One of the advantages of a quickly planned wedding is that you don’t have to invite a shitload of people and you don’t have to send out expensive invitations in the mail or make a special website. There isn’t time! You just send out an email, letting people know it’s happening (or not, if you want to do a variation on this: the surprise three-week-wedding).

Your closest family members will be there, along with any close friends who are in town. You don’t have to worry about inviting all your colleagues, or the college friends you only keep up with on Facebook, or every single member of your distant bloodline, including that third cousin who you haven’t seen since you were six.

Plus, we live in the modern age: take advantage. We invited the friends and extended family who couldn’t be there in person to join us via Google Hang-out for a toast at the reception. It all worked out well and having fewer people in real live attendance means fewer plated dinners and more money to spend on the rest of your lives together. And hey, spending less on your wedding means you’re less likely to get divorced. Yay!

Just don’t

Bridesmaids and groomsmen: Fuck that. The origins of the wedding party are grotesque.

Don’t go crazy over the things people usually go crazy over

Get a wedding cake if you must. But because you’ll likely only have 20 or so people coming, you’ll only need a small one, and can ask your favourite neighbourhood baker to whip something up for you.

As for decorations, tap your craftiest friend or relative to take care of it. Part of the ethos of the three week wedding is to accept any help offered. It’s amazing what a creative person can do with candles and a few pretty bowls filled with water and floating flowers.
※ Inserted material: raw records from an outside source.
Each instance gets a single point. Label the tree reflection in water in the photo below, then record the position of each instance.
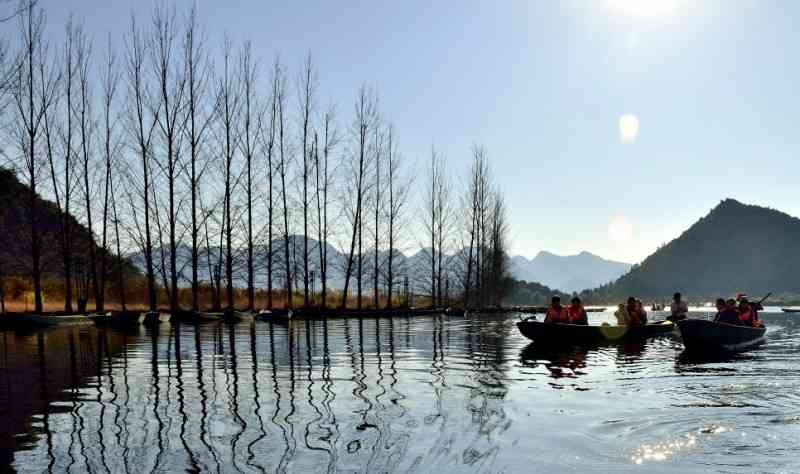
(361, 394)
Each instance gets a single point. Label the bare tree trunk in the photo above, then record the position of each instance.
(365, 111)
(120, 262)
(196, 69)
(229, 109)
(171, 86)
(110, 82)
(306, 103)
(143, 127)
(376, 266)
(276, 78)
(249, 74)
(282, 161)
(86, 124)
(322, 209)
(31, 105)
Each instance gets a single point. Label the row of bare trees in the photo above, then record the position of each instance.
(212, 170)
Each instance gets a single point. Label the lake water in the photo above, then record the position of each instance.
(421, 394)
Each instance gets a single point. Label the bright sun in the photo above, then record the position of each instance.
(644, 8)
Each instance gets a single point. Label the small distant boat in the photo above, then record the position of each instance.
(702, 336)
(200, 316)
(578, 334)
(118, 318)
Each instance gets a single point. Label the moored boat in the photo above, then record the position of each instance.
(704, 336)
(578, 334)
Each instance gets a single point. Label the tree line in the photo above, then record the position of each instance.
(161, 145)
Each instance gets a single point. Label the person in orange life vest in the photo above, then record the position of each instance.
(577, 315)
(556, 313)
(636, 313)
(726, 312)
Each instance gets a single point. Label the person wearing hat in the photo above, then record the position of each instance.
(678, 309)
(577, 314)
(556, 313)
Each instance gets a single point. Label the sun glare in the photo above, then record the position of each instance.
(644, 8)
(628, 128)
(620, 229)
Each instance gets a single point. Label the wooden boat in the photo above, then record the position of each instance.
(27, 320)
(199, 316)
(577, 334)
(118, 318)
(702, 336)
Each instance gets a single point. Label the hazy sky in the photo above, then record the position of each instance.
(544, 84)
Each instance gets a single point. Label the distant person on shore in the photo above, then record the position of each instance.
(577, 314)
(556, 313)
(726, 312)
(678, 309)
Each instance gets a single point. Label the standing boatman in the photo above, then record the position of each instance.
(678, 309)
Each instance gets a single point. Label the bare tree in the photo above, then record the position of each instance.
(306, 90)
(330, 140)
(378, 146)
(171, 82)
(252, 119)
(141, 125)
(364, 120)
(432, 219)
(59, 130)
(110, 81)
(197, 70)
(87, 127)
(397, 188)
(280, 97)
(472, 205)
(229, 100)
(32, 98)
(268, 143)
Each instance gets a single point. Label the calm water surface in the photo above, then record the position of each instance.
(420, 394)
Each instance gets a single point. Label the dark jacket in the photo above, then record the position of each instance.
(728, 316)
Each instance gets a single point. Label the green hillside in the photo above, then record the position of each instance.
(15, 244)
(736, 247)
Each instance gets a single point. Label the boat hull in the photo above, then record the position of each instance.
(576, 334)
(703, 336)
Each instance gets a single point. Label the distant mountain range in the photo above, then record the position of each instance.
(736, 247)
(567, 273)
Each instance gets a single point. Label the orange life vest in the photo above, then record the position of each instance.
(576, 315)
(555, 316)
(749, 317)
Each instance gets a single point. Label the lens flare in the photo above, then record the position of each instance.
(628, 128)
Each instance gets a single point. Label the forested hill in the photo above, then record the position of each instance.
(15, 248)
(736, 247)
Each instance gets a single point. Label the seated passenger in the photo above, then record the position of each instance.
(636, 316)
(577, 315)
(748, 315)
(556, 313)
(678, 309)
(726, 312)
(642, 312)
(622, 315)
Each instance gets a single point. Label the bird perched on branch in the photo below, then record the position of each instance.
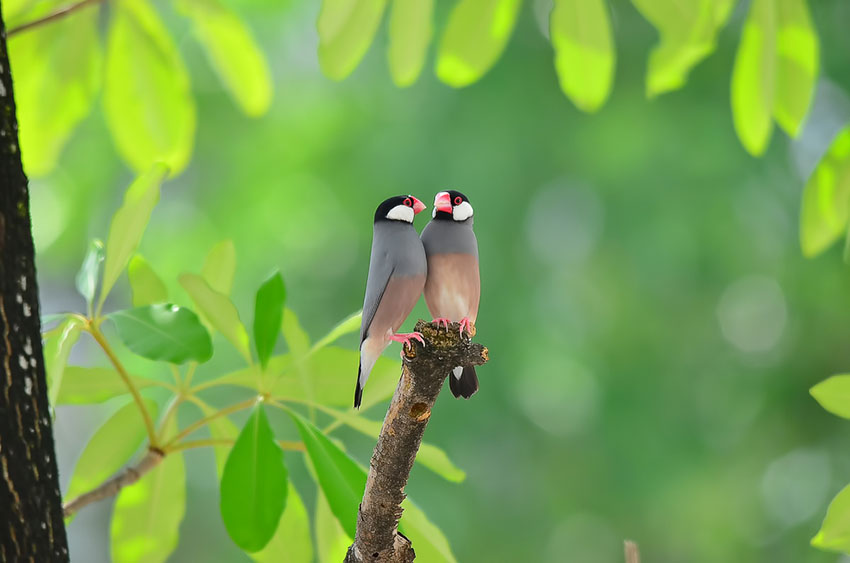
(397, 270)
(453, 286)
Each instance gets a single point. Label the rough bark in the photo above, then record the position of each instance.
(31, 524)
(113, 486)
(423, 371)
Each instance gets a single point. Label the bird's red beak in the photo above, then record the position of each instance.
(417, 205)
(443, 202)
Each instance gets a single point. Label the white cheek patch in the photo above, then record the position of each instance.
(401, 213)
(462, 212)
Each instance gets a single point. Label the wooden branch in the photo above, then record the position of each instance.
(632, 553)
(423, 371)
(113, 486)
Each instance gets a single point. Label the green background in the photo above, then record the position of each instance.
(652, 325)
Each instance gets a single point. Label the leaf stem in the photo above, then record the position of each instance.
(55, 15)
(119, 367)
(204, 421)
(288, 445)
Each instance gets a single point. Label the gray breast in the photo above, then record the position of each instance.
(449, 237)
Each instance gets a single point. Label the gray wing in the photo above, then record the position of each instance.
(380, 269)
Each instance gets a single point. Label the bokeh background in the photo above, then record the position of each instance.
(653, 327)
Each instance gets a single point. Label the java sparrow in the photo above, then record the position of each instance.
(453, 287)
(397, 270)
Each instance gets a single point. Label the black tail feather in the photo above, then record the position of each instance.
(358, 391)
(466, 386)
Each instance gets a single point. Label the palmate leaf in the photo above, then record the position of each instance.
(346, 30)
(833, 394)
(233, 53)
(218, 311)
(826, 198)
(63, 63)
(584, 51)
(86, 279)
(268, 313)
(163, 332)
(128, 225)
(688, 33)
(475, 36)
(834, 533)
(146, 518)
(57, 348)
(146, 94)
(254, 485)
(145, 284)
(110, 448)
(342, 480)
(775, 71)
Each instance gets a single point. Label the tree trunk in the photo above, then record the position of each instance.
(31, 523)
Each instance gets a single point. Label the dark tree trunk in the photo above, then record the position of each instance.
(31, 524)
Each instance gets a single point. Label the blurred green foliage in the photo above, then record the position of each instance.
(653, 326)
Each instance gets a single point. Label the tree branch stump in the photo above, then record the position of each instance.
(424, 369)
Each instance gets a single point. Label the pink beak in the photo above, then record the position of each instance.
(443, 202)
(417, 205)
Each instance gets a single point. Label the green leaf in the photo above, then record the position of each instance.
(429, 455)
(292, 541)
(688, 33)
(85, 385)
(219, 267)
(233, 53)
(346, 29)
(268, 314)
(410, 31)
(584, 51)
(775, 71)
(826, 198)
(754, 78)
(219, 312)
(349, 325)
(63, 63)
(833, 394)
(254, 485)
(57, 347)
(146, 286)
(164, 332)
(128, 225)
(146, 94)
(331, 540)
(295, 336)
(331, 371)
(797, 64)
(342, 480)
(834, 534)
(110, 448)
(429, 542)
(475, 36)
(90, 271)
(146, 518)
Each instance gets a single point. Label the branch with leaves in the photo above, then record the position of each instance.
(424, 370)
(260, 505)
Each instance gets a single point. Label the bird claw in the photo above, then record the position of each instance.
(406, 338)
(442, 321)
(467, 326)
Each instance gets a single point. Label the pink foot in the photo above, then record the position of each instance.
(442, 321)
(406, 338)
(466, 325)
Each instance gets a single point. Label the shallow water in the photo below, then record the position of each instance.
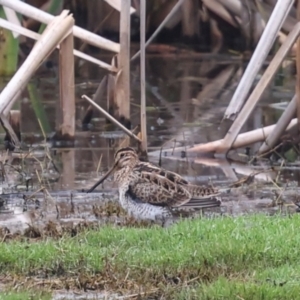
(186, 100)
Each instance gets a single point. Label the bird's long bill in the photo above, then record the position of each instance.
(102, 178)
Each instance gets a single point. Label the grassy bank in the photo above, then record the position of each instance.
(251, 257)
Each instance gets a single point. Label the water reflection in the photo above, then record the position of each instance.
(186, 100)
And as for a professional photographer and videographer, just make sure to invite at least one person with an iPhone X and a habit of posting beautiful Instagrams. You do not need 1000 photos from your BIG DAY and you do not need a wedding day video. Those videos never get watched, except by people who wind up divorcing and then it is bitterly while rage-crying, swearing and drinking copious amounts of wine.

Don’t fret

The best part of planning a three-week wedding is that, despite what you might think, it is not stressful at all. It’s more like planning a small dinner party than an awards ceremony. People’s expectations are low because you planned this in such a short amount of time. You don’t have hundreds of people attending that make everything complicated and expensive.

And you don’t have a ton of decisions to make, because you don’t have a year in advance to worry about every single detail of the day. That means you and your soon-to-be-legally-bound partner won’t have a million things about which to argue during the very long lead-up to your wedding.

So if you’re not married already, please consider this. And if you take my advice, don’t worry, I definitely don’t expect a “thank you”. The last bonus of the three week wedding: no gift registry and thus no thank you notes.